We believe that none of these print servers is suitable for high-throughput data and that "fixing" the problem is not simply a matter of increasing the receive window. Because the RWIN is often tied to the size of the network receive buffer, it's unlikely that the RAM is even available for allocation.

For routine office work (say, printing text reports out of an accounting system), all of these are more than suitable and seem to be reliable and easy to set up. But for high-performance printing, we believe that none of them is even close to suitable.

Troy PocketPro 100S PrintServer

This unit turned out to be the hands-down winner in our analysis, as it was able to run at almost 800 kbytes/second, by far the fastest of the standalone units. It supports nearly every possible method of printing (we chose JetDirect), and it was exceptionally customizable (for instance, we were able to set the RWIN ourselves).

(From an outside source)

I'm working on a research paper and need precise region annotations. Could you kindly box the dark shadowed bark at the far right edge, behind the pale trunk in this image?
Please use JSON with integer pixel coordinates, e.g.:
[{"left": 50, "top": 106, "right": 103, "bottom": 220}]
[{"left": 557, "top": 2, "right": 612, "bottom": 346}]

We received above-and-beyond tech support from Troy (other vendors didn't respond to email), and there was nothing not to like about this unit. We chose the PocketPro 100S and have been very happy with it.

---

A special thanks to SYNACK, a moderator at DSL Reports for his helpful input on this analysis.